You'll find plenty of high-tech flourish in F1, but director Joseph Kosinski (Top Gun Maverick) isn't offering a crash course on the use of technology in racing. He's engineering a major helping of IMAX-level footage that seems intended to give viewers a feel for what it's like to drive at speeds exceeding 230 miles per hour.
Kosinski builds F1 around a script that cashes in on Pitt's increasingly grizzled star power while relying on clichés about an underdog team that seeks to beat the odds. What? You thought I was going to say that the movie proved why most underdogs never have their day?
So is the movie any good?
F1 begins well enough with Pitt's Sonny Hayes notching a NASCAR win in Daytona. Sonny barely has time to celebrate when a Formula One bigwig and former racing pal (Javier Bardem) offers to fly him to London to join his losing APX team. APX badly needs a racing vet.
Initially reluctant, Sonny agrees. He heads to London where he meets Joshua Pearce (Damson Idris), a brash young teammate who's more confident than he has any right to be. Old-school Sonny and new-school Joshua compete to determine who'll lead the team.
So is the movie any good?
I'm getting there.
Once the rivalry is established, Kosinski introduces the APX team, which includes chief technical director Kate (Kerry Condon), presented as the first woman to hold such a post. She's also a potential romantic interest for Sonny.
The movie then marches through a variety of races including the Hungarian Grand Prix and the Belgian Grand Prix as it builds toward the Abu Dhabi Grand Prix, the movie's last Formula One Race, which arrives complete with a military flyover and a bit of been-there-done-that racing fatigue.
So is the movie any good? C'mon tell us already.
Well, the sharply edited racing sequences have visceral kick, although they start to feel repetitive. A few wrinkles in the subplot -- a move by a rogue APX board member (Tobias Menzies) to oust Javier's character -- add little.
The screenplay by Ehren Kruger and Kosinski plays it both ways with Condon's character. A staunchly independent woman in a man's world, Kate's still subject to Sonny's charms.
Pitt brings old-pro savvy to Sonny, a guy who insists he doesn't race for money. Despite injuries and failure to realize his big dream, he keeps pursuing the rare feeling that occurs for him when everything clicks behind the wheel, and, in his words, he's "flying."
Inside his helmet, Sonny almost looks like an afterthought while driving, a man whose reflexes might not be a match for the sensors lodged in the car's chassis.
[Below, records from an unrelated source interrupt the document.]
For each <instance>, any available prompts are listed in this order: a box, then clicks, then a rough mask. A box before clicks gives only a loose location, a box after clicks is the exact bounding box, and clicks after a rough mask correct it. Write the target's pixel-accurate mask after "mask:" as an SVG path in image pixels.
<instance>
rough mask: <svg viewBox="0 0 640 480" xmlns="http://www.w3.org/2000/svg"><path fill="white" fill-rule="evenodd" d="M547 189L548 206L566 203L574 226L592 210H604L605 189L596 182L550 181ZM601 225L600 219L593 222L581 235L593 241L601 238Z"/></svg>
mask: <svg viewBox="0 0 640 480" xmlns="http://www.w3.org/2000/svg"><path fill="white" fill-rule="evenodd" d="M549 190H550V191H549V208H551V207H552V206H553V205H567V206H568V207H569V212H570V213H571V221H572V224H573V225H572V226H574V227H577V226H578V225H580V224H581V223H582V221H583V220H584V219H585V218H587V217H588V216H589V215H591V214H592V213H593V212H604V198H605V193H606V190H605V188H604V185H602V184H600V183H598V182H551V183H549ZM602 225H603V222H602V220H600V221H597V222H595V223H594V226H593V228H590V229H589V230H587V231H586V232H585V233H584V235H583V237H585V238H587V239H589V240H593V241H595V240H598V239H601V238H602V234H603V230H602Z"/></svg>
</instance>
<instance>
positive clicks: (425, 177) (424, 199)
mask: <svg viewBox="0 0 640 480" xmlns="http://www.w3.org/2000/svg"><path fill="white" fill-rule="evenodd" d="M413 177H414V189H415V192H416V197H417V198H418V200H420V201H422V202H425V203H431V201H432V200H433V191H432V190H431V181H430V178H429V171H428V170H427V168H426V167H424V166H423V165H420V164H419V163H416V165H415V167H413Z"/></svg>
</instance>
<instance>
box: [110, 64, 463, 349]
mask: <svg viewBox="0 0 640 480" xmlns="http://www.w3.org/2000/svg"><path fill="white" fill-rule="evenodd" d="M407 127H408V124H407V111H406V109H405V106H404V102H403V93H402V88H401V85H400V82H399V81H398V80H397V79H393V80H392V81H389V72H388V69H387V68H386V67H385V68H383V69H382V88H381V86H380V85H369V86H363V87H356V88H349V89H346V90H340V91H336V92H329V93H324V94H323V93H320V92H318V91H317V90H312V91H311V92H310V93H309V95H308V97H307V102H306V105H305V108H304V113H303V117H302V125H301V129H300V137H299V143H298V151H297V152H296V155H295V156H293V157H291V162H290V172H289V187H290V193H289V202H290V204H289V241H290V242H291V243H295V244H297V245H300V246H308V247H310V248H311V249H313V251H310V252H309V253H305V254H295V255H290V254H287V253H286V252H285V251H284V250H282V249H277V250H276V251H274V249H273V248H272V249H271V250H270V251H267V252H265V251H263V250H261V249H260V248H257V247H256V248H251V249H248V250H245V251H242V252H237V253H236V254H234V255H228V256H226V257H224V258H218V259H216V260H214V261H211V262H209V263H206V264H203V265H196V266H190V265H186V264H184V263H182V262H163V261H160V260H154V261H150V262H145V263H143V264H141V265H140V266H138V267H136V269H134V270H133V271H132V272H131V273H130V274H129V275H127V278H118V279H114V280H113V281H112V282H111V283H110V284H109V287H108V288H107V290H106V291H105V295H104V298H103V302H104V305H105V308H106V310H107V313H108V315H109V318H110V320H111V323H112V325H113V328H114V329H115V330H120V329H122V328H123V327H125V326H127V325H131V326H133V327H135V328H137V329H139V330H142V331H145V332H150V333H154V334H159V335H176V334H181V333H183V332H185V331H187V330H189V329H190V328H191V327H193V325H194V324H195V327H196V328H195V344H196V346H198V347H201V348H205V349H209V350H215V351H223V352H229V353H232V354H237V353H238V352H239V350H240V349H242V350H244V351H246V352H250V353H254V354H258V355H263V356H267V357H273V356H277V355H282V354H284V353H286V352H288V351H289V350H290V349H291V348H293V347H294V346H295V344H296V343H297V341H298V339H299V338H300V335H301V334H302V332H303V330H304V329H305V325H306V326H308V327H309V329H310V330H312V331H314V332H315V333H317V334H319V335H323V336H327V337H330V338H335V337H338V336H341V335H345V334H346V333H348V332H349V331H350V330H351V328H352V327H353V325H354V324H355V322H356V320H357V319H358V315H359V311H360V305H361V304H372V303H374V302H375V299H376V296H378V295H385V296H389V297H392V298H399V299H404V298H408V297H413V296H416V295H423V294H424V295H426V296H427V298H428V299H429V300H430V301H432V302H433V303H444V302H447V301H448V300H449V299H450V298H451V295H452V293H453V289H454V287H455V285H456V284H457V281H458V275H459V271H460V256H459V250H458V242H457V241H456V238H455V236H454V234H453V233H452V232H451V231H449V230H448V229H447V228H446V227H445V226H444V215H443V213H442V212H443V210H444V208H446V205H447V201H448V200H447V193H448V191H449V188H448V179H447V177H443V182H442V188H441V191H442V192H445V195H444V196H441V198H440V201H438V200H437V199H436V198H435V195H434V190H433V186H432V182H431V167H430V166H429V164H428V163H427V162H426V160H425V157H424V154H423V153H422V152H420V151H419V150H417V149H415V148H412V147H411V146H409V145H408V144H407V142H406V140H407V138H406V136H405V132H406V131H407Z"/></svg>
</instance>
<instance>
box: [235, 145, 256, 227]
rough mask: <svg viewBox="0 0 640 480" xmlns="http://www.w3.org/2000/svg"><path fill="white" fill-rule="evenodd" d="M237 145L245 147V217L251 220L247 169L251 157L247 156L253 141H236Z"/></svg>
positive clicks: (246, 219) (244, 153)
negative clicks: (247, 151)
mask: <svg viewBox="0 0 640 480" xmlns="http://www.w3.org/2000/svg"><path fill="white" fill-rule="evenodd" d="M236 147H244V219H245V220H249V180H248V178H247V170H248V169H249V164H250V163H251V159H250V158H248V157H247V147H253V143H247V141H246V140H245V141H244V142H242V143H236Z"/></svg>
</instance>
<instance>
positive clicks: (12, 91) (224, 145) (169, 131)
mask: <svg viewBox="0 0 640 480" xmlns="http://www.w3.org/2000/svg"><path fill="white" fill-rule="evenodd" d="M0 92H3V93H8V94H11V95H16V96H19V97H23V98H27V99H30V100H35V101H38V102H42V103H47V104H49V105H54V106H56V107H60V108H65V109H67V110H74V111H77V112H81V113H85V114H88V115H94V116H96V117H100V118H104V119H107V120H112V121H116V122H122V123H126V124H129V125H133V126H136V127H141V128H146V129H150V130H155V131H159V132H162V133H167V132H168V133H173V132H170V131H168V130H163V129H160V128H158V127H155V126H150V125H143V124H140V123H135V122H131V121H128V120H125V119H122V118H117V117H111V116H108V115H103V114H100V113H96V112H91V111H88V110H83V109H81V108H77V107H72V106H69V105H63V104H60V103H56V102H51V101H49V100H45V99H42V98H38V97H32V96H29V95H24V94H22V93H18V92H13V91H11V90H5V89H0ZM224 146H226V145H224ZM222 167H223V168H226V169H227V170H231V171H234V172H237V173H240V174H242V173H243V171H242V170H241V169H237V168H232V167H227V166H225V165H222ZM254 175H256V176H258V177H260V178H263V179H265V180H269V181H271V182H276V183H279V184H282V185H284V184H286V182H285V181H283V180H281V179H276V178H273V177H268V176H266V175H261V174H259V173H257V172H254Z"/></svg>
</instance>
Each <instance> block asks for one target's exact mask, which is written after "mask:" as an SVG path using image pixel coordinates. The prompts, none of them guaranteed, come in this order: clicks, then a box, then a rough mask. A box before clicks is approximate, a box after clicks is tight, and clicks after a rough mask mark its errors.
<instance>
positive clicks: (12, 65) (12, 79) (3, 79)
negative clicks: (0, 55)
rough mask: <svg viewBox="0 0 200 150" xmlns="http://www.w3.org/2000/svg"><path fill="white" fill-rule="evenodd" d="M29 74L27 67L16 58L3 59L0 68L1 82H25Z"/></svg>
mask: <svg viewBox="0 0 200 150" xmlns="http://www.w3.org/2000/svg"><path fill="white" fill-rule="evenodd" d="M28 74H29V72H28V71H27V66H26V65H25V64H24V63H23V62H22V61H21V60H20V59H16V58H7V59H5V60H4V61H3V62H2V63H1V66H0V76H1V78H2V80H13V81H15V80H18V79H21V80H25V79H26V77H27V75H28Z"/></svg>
I half wondered whether racing could reach a point where drivers become obsolete. Cars could be "driven" by control-room techies. But wait ... Isn't that what video games are for?
Still, I found the technical aspects of modern racing intriguing and the movie's crashes left me gasping.
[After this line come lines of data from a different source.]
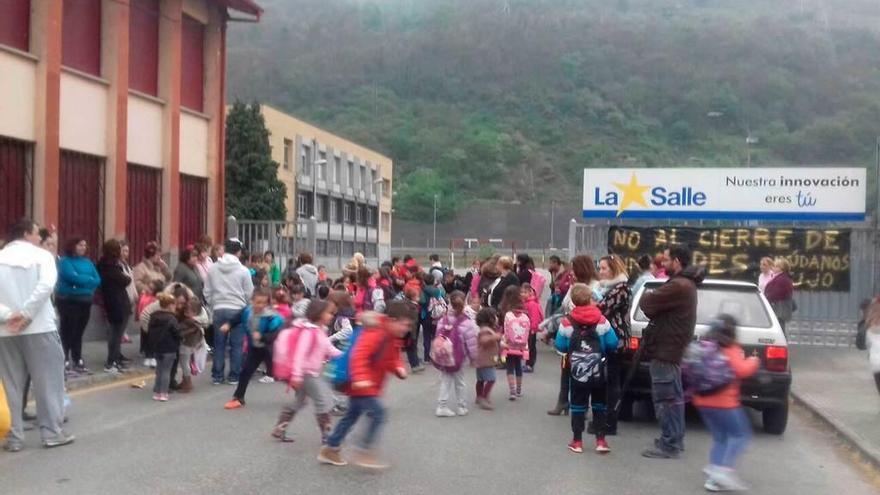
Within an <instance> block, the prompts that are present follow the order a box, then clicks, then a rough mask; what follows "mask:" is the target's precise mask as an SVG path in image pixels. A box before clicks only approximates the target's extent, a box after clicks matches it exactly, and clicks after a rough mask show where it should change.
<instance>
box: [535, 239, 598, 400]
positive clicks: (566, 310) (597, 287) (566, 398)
mask: <svg viewBox="0 0 880 495" xmlns="http://www.w3.org/2000/svg"><path fill="white" fill-rule="evenodd" d="M571 273H572V275H573V278H574V280H573V283H572V284H570V286H569V289H568V290H567V291H566V294H565V298H564V299H563V301H562V311H563V312H565V313H566V314H567V313H571V312H572V311H573V310H574V303H572V302H571V288H570V287H571V285H574V283H580V284H586V285H588V286H590V288H591V289H593V290H596V289H597V288H598V287H599V280H598V277H597V276H596V264H595V263H594V262H593V258H591V257H590V256H588V255H585V254H580V255H578V256H575V257H574V258H572V259H571ZM570 379H571V369H570V368H569V363H568V360H567V359H566V357H565V356H563V357H562V363H561V366H560V373H559V397H558V398H557V400H556V407H554V408H553V409H551V410H549V411H547V414H549V415H551V416H559V415H561V414H568V391H569V380H570Z"/></svg>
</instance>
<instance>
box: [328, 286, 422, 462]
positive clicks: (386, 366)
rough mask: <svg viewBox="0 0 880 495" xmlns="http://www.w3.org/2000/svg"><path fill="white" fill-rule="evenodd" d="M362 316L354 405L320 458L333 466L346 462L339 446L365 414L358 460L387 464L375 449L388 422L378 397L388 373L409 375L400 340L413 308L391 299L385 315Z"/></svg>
mask: <svg viewBox="0 0 880 495" xmlns="http://www.w3.org/2000/svg"><path fill="white" fill-rule="evenodd" d="M363 320H364V321H363V323H364V331H363V333H362V334H361V336H360V338H359V339H358V341H357V342H356V343H355V347H354V348H353V349H352V354H351V390H350V392H349V395H350V396H351V406H350V407H349V409H348V412H347V413H346V414H345V417H344V418H342V420H340V421H339V424H337V425H336V429H334V430H333V433H331V434H330V438H328V439H327V444H326V445H325V446H324V447H323V448H321V452H320V453H319V454H318V461H319V462H321V463H324V464H332V465H334V466H344V465H346V462H345V460H343V459H342V456H341V455H340V453H339V451H340V446H341V445H342V442H343V441H344V440H345V437H346V436H347V435H348V432H349V431H350V430H351V429H352V428H353V427H354V425H355V423H357V420H358V419H359V418H360V416H361V415H362V414H366V415H367V418H368V419H369V422H370V423H369V425H368V427H367V429H366V433H365V435H364V437H363V438H362V439H361V440H360V442H358V447H359V448H360V450H361V452H360V455H358V457H357V459H356V460H355V464H357V465H358V466H361V467H365V468H371V469H382V468H386V467H388V465H387V464H385V463H383V462H381V461H379V460H378V459H377V458H376V457H375V454H374V453H373V450H372V448H373V446H374V444H375V443H376V440H377V437H378V435H379V430H380V429H381V428H382V424H383V423H384V422H385V408H383V407H382V403H381V402H379V398H380V397H381V395H382V389H383V387H384V384H385V375H386V373H394V374H395V375H397V377H398V378H400V379H401V380H403V379H405V378H406V376H407V374H406V368H404V367H403V363H402V362H401V361H400V345H399V341H400V339H401V338H403V336H405V335H406V333H407V332H409V330H410V328H411V326H412V324H413V322H412V316H411V310H410V308H409V307H407V306H406V304H405V303H404V302H403V301H392V302H391V303H389V304H388V307H387V308H386V311H385V315H380V314H377V313H366V314H365V315H364V317H363Z"/></svg>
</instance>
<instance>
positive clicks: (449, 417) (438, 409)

But I've dragged this on long enough. Is the movie any good?
The best I can say is that it's not bad, and it's scaled to entertain in an environment that captures some of the glamor and grit of Formula One racing.
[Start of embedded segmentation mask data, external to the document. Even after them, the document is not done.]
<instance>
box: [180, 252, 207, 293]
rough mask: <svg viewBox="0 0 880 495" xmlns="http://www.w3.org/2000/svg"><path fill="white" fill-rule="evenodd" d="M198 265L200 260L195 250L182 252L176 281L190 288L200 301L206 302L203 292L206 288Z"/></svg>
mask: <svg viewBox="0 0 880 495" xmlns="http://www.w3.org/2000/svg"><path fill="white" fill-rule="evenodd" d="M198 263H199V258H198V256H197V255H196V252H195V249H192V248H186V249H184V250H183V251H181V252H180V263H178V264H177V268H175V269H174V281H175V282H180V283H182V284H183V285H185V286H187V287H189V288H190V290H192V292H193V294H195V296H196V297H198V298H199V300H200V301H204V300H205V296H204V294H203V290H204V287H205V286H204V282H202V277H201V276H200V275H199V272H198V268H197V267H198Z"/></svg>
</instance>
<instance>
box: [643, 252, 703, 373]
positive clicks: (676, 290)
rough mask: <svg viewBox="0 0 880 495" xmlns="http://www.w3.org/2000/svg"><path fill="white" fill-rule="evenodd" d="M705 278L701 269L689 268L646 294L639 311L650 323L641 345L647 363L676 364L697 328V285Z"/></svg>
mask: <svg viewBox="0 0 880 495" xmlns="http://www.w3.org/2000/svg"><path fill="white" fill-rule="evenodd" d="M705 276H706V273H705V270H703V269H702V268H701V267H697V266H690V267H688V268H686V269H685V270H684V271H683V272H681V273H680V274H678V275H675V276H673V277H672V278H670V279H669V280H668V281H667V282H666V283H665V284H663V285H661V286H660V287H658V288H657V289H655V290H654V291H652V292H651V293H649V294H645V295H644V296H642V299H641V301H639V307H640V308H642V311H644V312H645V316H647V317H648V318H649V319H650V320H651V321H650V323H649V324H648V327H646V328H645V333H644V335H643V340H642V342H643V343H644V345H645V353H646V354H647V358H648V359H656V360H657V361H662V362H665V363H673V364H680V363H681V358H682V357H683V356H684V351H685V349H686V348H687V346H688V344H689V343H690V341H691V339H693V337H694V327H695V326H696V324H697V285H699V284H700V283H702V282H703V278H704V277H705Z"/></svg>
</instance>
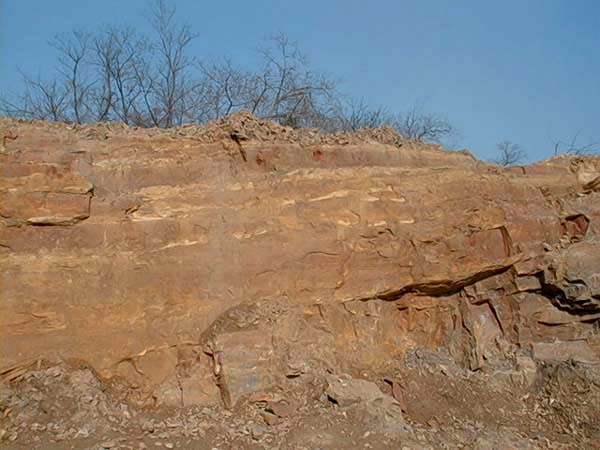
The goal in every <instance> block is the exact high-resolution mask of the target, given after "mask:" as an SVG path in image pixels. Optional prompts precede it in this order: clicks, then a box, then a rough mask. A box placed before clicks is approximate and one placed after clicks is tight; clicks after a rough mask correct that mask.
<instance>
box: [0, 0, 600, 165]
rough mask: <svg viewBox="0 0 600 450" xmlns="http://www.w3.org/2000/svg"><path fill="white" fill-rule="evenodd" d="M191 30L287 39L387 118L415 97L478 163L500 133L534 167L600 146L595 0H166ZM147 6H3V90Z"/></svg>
mask: <svg viewBox="0 0 600 450" xmlns="http://www.w3.org/2000/svg"><path fill="white" fill-rule="evenodd" d="M174 4H175V5H176V6H177V10H178V14H179V17H180V18H181V19H182V20H184V21H187V22H188V23H189V24H190V25H191V26H192V28H193V29H194V30H195V31H196V32H198V33H199V38H198V39H197V41H196V42H195V43H194V53H195V54H196V55H197V56H198V57H201V58H202V57H207V58H211V57H213V58H214V57H220V56H228V57H231V58H232V59H234V60H238V61H241V62H250V61H252V58H253V53H252V52H253V51H254V50H255V49H256V48H257V47H259V46H260V44H261V39H263V38H264V37H265V36H267V35H270V34H273V33H275V32H279V31H282V32H284V33H286V34H287V35H288V36H289V37H290V38H291V39H293V40H295V41H298V42H299V44H300V46H301V47H302V49H303V51H304V52H305V53H306V54H307V55H308V56H309V57H310V60H311V63H312V64H313V66H314V67H315V68H317V69H319V70H321V71H324V72H327V73H329V74H331V75H333V76H335V77H337V78H338V79H340V80H341V88H342V90H343V91H344V92H346V93H349V94H352V95H354V96H356V97H360V98H363V99H365V100H366V101H367V102H368V103H370V104H373V105H382V106H385V107H387V108H388V109H389V110H390V111H403V110H407V109H409V108H410V107H411V106H412V105H413V104H414V103H415V102H418V103H421V104H423V105H424V107H423V108H424V109H425V110H427V111H431V112H435V113H438V114H440V115H442V116H445V117H446V118H447V119H448V120H449V121H450V122H451V123H452V124H453V125H454V126H455V127H457V128H458V130H459V131H460V134H461V136H460V139H459V140H458V145H459V147H461V148H468V149H470V150H471V151H473V152H474V153H475V154H476V155H477V156H478V157H479V158H482V159H487V158H491V157H493V156H494V153H495V146H496V144H497V143H498V142H499V141H501V140H504V139H509V140H511V141H513V142H515V143H518V144H520V145H521V147H522V148H523V149H524V150H525V151H527V153H528V154H529V158H530V160H537V159H542V158H545V157H548V156H550V155H551V154H552V151H553V143H554V142H555V141H558V140H570V139H571V138H572V137H573V136H574V135H575V134H576V133H579V136H580V141H581V143H583V142H584V141H591V140H595V141H600V1H598V0H571V1H567V0H560V1H559V0H539V1H537V0H536V1H534V0H518V1H517V0H504V1H495V2H492V1H481V0H480V1H471V0H469V1H467V0H464V1H459V0H456V1H451V0H420V1H403V0H396V1H394V0H385V1H383V0H382V1H376V0H373V1H369V2H367V1H364V0H363V1H355V0H335V1H334V0H331V1H328V0H319V1H314V0H302V1H295V2H283V1H274V0H273V1H266V0H253V1H233V0H230V1H223V2H216V1H205V0H175V1H174ZM146 5H147V2H146V0H102V1H100V0H52V1H50V0H0V91H3V92H15V91H17V90H18V89H19V87H20V81H19V73H18V71H17V68H21V69H23V70H24V71H25V72H28V73H33V74H37V73H41V74H42V75H43V74H44V72H46V71H48V70H49V68H50V67H52V65H53V63H54V57H55V55H54V53H53V52H52V51H51V49H50V48H49V47H48V45H47V42H48V40H50V39H51V38H52V36H53V35H55V34H56V33H60V32H65V31H70V30H72V29H74V28H80V29H90V30H95V29H98V28H99V27H101V26H103V25H105V24H128V25H133V26H135V27H138V28H139V29H140V30H144V29H145V28H147V25H146V22H145V18H144V11H145V9H146Z"/></svg>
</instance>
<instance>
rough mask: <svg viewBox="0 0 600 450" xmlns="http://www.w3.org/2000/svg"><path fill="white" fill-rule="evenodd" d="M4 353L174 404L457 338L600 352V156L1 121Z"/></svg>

Pitt is playing a type -- something like a loner cowboy in a motorized world -- but he does it well, and the rest of the cast hits the right notes, although Idris's character doesn't have much dimension and Bardem drifts in and out of the movie without gaining much of a foothold.
Both Ford v Ferrari (2019) and Ferrari (2023) were better movies. Why? Each had more compelling characters, even if the racing footage in those films wasn't as impressive as what F1 offers during its two-and-half hour running time.
So in the end, the movie stands as a big summer package that tends to falter during its non-racing pit stops. F1 may not plumb any depths, but Kosinski works in unapologetically bold strokes that make it clear that the movie knows what it's after -- large-scale thrills.